Route information
- Maintained by Directorate General of Highways
- Length: 69.6 km (43.2 mi)

Major junctions
- North end: Prov 1 in Hsinchu City
- Nat 3 in Hsinchu City Nat 1 in Touwu and Sanyi Nat 4 in Fengyuan
- South end: Prov 3 in Fengyuan, Taichung

Location
- Country: Taiwan

Highway system
- Highway system in Taiwan;
| ← Prov 12 |  | → Prov 14 |

= Provincial Highway 13 (Taiwan) =

Provincial highway in Taiwan

Provincial Highway 13 is a north–south highway that connects Hsinchu City with Fengyuan, a suburb in Taichung City. The highway is known as Jianfeng Highway (尖豐公路) from Toufen to Fengyuan. The total length is 69.6 kilometers.

==Route Description==
The highway begins at Xiangshan District, a district southwest of downtown Hsinchu City. The road then continues through Miaoli County and is one of the most important highways for the county. The highway passes through Zhunan, Toufen, Zaoqiao, Touwu, Miaoli City, Tongluo and Sanyi before heading to Taichung City. In Touwu the highway passes through Mingte Dam, which supplies water for the county and is a popular tourist destination. In Miaoli City the highway passes through the scenic foothills rather than enters downtown.

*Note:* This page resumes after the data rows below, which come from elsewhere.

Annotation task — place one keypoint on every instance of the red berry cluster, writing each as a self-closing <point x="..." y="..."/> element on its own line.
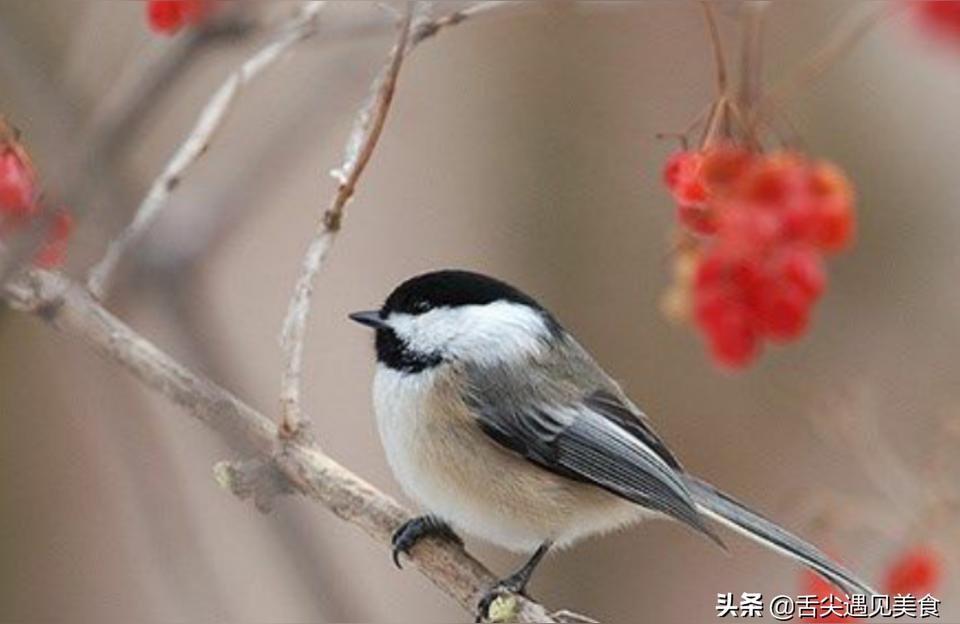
<point x="916" y="571"/>
<point x="762" y="223"/>
<point x="942" y="16"/>
<point x="167" y="17"/>
<point x="19" y="205"/>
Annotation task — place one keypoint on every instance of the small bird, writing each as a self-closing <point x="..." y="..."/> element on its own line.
<point x="500" y="424"/>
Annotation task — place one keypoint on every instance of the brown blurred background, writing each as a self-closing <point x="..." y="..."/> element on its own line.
<point x="520" y="144"/>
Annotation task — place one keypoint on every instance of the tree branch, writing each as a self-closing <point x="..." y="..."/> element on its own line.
<point x="368" y="125"/>
<point x="215" y="112"/>
<point x="292" y="466"/>
<point x="367" y="128"/>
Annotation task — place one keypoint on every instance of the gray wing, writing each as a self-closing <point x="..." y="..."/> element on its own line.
<point x="569" y="420"/>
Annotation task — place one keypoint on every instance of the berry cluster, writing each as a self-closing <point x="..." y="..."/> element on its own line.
<point x="916" y="571"/>
<point x="167" y="17"/>
<point x="942" y="16"/>
<point x="19" y="205"/>
<point x="761" y="225"/>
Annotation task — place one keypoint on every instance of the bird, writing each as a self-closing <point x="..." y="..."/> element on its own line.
<point x="502" y="426"/>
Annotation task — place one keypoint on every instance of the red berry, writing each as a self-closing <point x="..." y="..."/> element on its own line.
<point x="784" y="311"/>
<point x="165" y="16"/>
<point x="697" y="218"/>
<point x="682" y="177"/>
<point x="831" y="211"/>
<point x="54" y="249"/>
<point x="942" y="16"/>
<point x="915" y="571"/>
<point x="723" y="166"/>
<point x="16" y="185"/>
<point x="746" y="230"/>
<point x="803" y="269"/>
<point x="733" y="340"/>
<point x="169" y="16"/>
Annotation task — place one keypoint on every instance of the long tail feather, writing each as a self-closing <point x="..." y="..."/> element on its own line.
<point x="720" y="507"/>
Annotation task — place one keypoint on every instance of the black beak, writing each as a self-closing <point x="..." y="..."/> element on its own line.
<point x="370" y="318"/>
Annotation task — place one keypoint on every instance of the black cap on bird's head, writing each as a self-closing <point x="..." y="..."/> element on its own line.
<point x="438" y="290"/>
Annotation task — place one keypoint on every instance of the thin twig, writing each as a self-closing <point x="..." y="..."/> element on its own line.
<point x="366" y="131"/>
<point x="367" y="128"/>
<point x="430" y="28"/>
<point x="751" y="55"/>
<point x="215" y="112"/>
<point x="840" y="43"/>
<point x="719" y="58"/>
<point x="298" y="467"/>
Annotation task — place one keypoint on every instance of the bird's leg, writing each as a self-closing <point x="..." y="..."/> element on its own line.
<point x="516" y="583"/>
<point x="412" y="531"/>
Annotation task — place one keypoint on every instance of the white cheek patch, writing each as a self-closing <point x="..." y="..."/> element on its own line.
<point x="488" y="333"/>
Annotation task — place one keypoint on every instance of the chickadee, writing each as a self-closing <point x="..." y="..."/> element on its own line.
<point x="499" y="423"/>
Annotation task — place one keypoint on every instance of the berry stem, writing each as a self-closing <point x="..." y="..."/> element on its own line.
<point x="719" y="58"/>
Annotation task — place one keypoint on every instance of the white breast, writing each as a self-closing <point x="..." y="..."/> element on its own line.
<point x="444" y="461"/>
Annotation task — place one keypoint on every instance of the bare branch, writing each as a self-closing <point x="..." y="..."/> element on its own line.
<point x="367" y="128"/>
<point x="840" y="43"/>
<point x="430" y="28"/>
<point x="215" y="112"/>
<point x="716" y="44"/>
<point x="361" y="143"/>
<point x="303" y="467"/>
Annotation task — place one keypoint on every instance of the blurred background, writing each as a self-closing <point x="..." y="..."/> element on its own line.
<point x="522" y="144"/>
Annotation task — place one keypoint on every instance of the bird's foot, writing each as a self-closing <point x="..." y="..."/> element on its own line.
<point x="511" y="586"/>
<point x="412" y="531"/>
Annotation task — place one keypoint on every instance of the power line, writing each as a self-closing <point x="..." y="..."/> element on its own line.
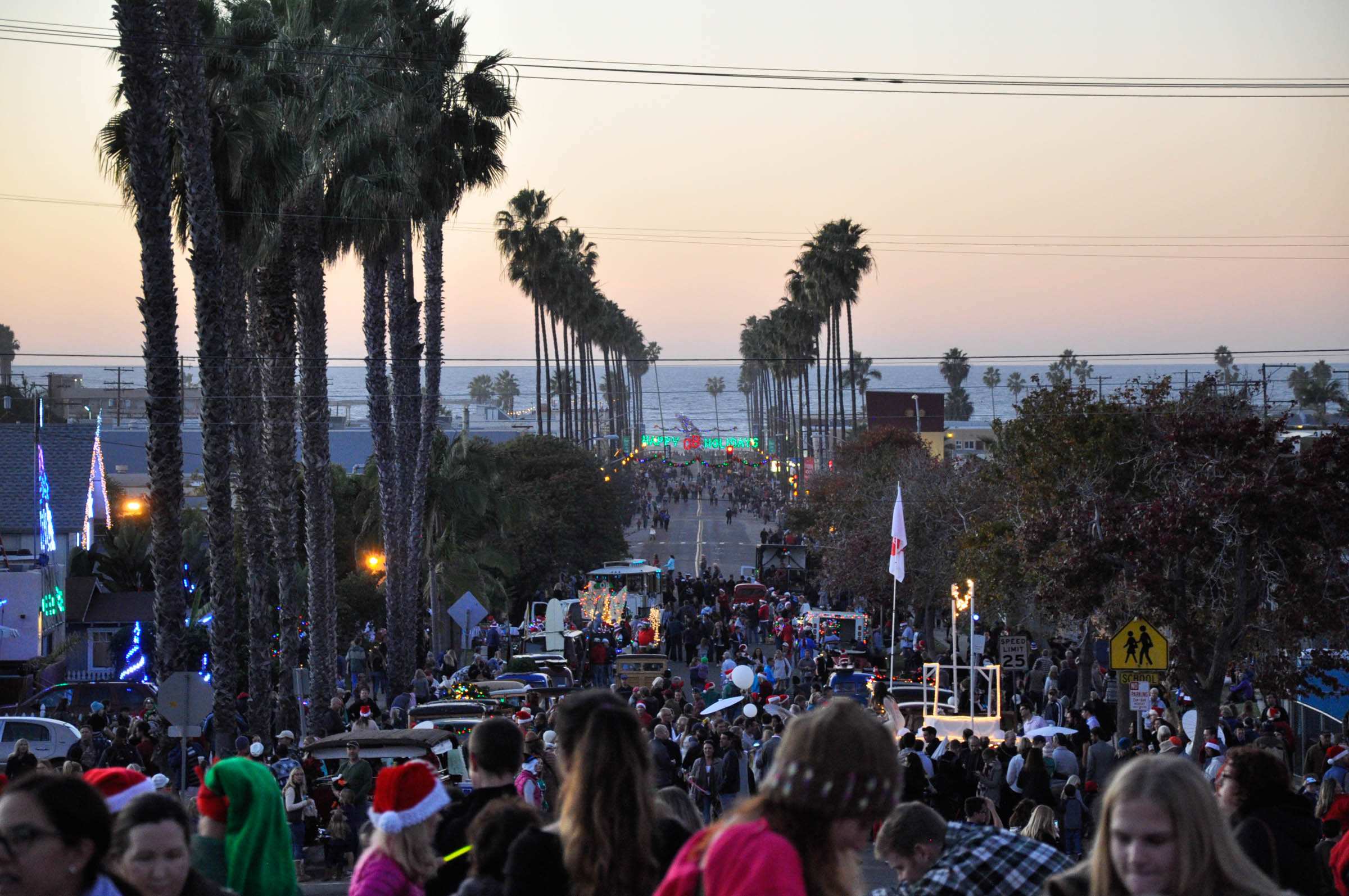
<point x="112" y="31"/>
<point x="1076" y="87"/>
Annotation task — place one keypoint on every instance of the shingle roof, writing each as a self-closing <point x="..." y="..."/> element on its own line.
<point x="68" y="452"/>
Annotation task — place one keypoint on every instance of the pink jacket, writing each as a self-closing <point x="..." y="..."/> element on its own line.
<point x="377" y="875"/>
<point x="743" y="860"/>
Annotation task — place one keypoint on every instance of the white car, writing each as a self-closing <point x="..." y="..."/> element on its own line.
<point x="48" y="739"/>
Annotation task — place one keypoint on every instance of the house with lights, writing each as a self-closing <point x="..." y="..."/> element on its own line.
<point x="53" y="499"/>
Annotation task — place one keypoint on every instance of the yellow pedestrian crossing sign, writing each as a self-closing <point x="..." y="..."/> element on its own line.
<point x="1139" y="647"/>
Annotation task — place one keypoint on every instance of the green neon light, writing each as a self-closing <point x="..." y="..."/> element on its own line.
<point x="710" y="443"/>
<point x="55" y="602"/>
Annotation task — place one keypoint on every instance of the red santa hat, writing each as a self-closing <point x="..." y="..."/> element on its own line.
<point x="119" y="786"/>
<point x="405" y="797"/>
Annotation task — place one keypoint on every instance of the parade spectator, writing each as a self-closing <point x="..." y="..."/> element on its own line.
<point x="401" y="856"/>
<point x="496" y="749"/>
<point x="835" y="775"/>
<point x="55" y="834"/>
<point x="608" y="840"/>
<point x="1162" y="834"/>
<point x="935" y="857"/>
<point x="152" y="849"/>
<point x="243" y="841"/>
<point x="297" y="802"/>
<point x="21" y="762"/>
<point x="1273" y="825"/>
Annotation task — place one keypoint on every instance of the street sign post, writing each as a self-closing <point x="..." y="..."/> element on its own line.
<point x="1013" y="652"/>
<point x="184" y="699"/>
<point x="1139" y="647"/>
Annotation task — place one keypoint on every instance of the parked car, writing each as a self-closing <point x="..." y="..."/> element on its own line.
<point x="48" y="739"/>
<point x="71" y="701"/>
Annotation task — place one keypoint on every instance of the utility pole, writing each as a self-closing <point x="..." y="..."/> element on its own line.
<point x="118" y="386"/>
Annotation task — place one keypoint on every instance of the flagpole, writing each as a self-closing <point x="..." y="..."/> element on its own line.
<point x="895" y="622"/>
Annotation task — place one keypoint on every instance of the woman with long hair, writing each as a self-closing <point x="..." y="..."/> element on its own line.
<point x="834" y="776"/>
<point x="296" y="798"/>
<point x="1042" y="826"/>
<point x="1162" y="834"/>
<point x="152" y="849"/>
<point x="608" y="838"/>
<point x="401" y="856"/>
<point x="1273" y="825"/>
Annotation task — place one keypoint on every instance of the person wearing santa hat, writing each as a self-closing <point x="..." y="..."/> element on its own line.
<point x="401" y="857"/>
<point x="119" y="786"/>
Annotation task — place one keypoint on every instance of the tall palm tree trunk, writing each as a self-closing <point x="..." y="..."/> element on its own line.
<point x="273" y="312"/>
<point x="246" y="388"/>
<point x="852" y="366"/>
<point x="538" y="368"/>
<point x="405" y="347"/>
<point x="188" y="87"/>
<point x="147" y="138"/>
<point x="312" y="328"/>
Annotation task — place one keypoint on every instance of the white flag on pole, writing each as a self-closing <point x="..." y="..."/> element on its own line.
<point x="899" y="541"/>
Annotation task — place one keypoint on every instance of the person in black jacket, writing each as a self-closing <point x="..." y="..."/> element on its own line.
<point x="496" y="750"/>
<point x="1273" y="825"/>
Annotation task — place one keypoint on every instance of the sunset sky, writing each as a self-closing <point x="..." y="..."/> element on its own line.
<point x="699" y="160"/>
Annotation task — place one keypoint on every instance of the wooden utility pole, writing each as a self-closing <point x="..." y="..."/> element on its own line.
<point x="118" y="386"/>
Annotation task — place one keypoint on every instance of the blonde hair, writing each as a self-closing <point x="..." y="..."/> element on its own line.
<point x="1040" y="826"/>
<point x="410" y="849"/>
<point x="1208" y="860"/>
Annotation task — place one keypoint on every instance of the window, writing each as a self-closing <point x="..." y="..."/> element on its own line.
<point x="100" y="649"/>
<point x="31" y="732"/>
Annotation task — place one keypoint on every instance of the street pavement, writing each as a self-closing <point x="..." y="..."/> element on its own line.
<point x="696" y="530"/>
<point x="699" y="530"/>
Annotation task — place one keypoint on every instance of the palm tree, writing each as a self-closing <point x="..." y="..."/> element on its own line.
<point x="481" y="389"/>
<point x="1084" y="370"/>
<point x="523" y="231"/>
<point x="716" y="386"/>
<point x="860" y="373"/>
<point x="1062" y="370"/>
<point x="143" y="88"/>
<point x="506" y="388"/>
<point x="992" y="377"/>
<point x="958" y="405"/>
<point x="1228" y="369"/>
<point x="8" y="349"/>
<point x="956" y="368"/>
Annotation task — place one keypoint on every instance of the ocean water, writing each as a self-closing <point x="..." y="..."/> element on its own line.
<point x="682" y="389"/>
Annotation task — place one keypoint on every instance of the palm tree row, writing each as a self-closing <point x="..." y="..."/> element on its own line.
<point x="555" y="268"/>
<point x="780" y="350"/>
<point x="280" y="153"/>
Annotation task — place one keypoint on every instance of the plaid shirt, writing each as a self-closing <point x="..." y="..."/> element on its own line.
<point x="985" y="861"/>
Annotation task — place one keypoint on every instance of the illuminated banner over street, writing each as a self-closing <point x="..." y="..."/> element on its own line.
<point x="710" y="443"/>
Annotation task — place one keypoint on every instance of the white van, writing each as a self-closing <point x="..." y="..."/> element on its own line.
<point x="48" y="739"/>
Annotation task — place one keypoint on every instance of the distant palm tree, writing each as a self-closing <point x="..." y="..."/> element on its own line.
<point x="1061" y="372"/>
<point x="481" y="389"/>
<point x="8" y="347"/>
<point x="992" y="377"/>
<point x="956" y="368"/>
<point x="1084" y="370"/>
<point x="716" y="386"/>
<point x="506" y="388"/>
<point x="958" y="405"/>
<point x="1228" y="370"/>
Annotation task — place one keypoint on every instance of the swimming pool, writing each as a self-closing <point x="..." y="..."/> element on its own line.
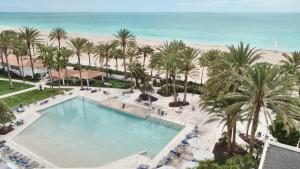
<point x="81" y="133"/>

The highway also provides access to old town Sanyi, a popular destination known for its woodcarving and unique geological features. Entering Taichung City, the highway passes through the suburban district of Houli before ending at Fengyuan.

==Spur Route==
 The highway is an old segment of its parent route from Zhunan to Miaoli City, both in Miaoli County. The total length is 14.8 km.